Mademoiselle Henriette ? Cette fois, c'est une voix fraîche qui a parlé, une porteuse de pain, en taille claire malgré la saison. Elle tient, appuyée contre sa poitrine, la tête de sa sæur jeune, une créature bien frèle, anémiée, malade, qui est petite ouvrière dans une maison de couture. « N'est-ce pas, mademoiselle Henriette, qu'elle a tort de ne pas vouloir mettre un vésicatoire? » Les lèvres blanches de la couturière ont répondu : « Il n'y a plus de place pour en mettre. Et puis j'ai mal partout, surtout aux yeux. Connaissez-vous cette douleur-là, mademoiselle Henriette, sous les paupières, comme des charbons? - Oui, quelquefois je l'ai eue, à force de veiller, et de voir passer des couleurs. Le grain de l'étoffe lime les yeux. » La porteuse de pain a repris : « Si vous pouviez la faire envoyer dans le Midi, ou dans une maison où on la soignerait mieux que chez nous ? » Et, comme la malade faisait signe que non, étant de celles qui se sentent trop blessées, qui ne croient plus aux remèdes, Henriette s'est mise à genoux, pour être plus près d'elle, et elle a parlé si doucement, si bien, que la petite a fini par dire : « Vous croyez?... Je peux guérir?... Vous trouverez l'argent qu'il faudra? » Les trois jeunes filles étaient serrées l'une contre l'autre. Leurs visages, qui se ressemblaient si peu, avaient la fraternité charmante du même sentiment.

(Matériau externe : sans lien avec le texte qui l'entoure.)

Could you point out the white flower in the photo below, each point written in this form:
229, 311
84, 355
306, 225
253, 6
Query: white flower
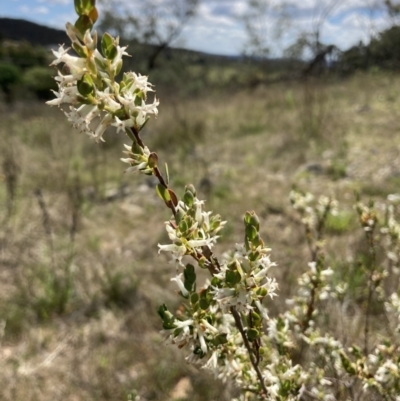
181, 285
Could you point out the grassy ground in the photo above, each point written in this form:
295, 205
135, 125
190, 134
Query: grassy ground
80, 275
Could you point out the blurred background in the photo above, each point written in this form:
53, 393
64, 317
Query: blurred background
255, 96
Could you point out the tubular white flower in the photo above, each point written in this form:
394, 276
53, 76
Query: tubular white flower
181, 285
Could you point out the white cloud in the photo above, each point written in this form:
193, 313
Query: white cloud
41, 10
52, 2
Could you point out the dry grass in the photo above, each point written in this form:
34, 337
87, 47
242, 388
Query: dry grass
80, 277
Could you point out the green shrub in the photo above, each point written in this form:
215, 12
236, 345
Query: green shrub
40, 81
10, 75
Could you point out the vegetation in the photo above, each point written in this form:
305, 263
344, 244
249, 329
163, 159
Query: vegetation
80, 280
73, 253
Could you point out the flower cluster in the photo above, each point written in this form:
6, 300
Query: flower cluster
87, 86
225, 324
212, 326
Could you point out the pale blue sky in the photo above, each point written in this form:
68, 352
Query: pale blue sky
217, 29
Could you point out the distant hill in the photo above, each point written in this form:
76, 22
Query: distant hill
18, 30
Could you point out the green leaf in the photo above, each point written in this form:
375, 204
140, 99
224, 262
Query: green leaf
163, 193
174, 198
251, 232
80, 50
85, 85
204, 304
111, 52
189, 273
188, 198
106, 41
79, 8
153, 159
83, 23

Et ainsi de suite, d'arbre en arbre, Henriette allait, faisant ses visites. Ce n'était pas seulement des malades ou des pauvres qu'elle rencontrait. Il y avait des demi-riches, c'est-à-dire des gens qui vivent de leur travail sans avoir peur d'en manquer; et aussi des bien portans, des vaillans, des ménagères qui avaient dix enfans et de la patience pour douze au moins, des gamins rouges comme des brugnons, et des jeunes filles dont le rire, par momens, s'envolait sur la Loire avec le bruit des cloches. Mais elle s'arrêtait plus longtemps auprès de ceux qui souffraient. On la désirait; on la regrettait; une bénédiction s'élevait vers elle de cette foule. Henriette se sentait tout enveloppée de pensées qui disaient : « Ne nous abandonnez plus ! Quelle autre que vous s'est penchée sur la misère de ceux-ci? Les voilà plus forts; les voilà meilleurs. Une grâce est en vous, qui adoucit la peine. Versez-la sur les abandonnés. Soyez celle qui laisse après elle comme un étonnement d'être heureux. Mademoiselle Henriette, l'Espérance est malade en ce monde. »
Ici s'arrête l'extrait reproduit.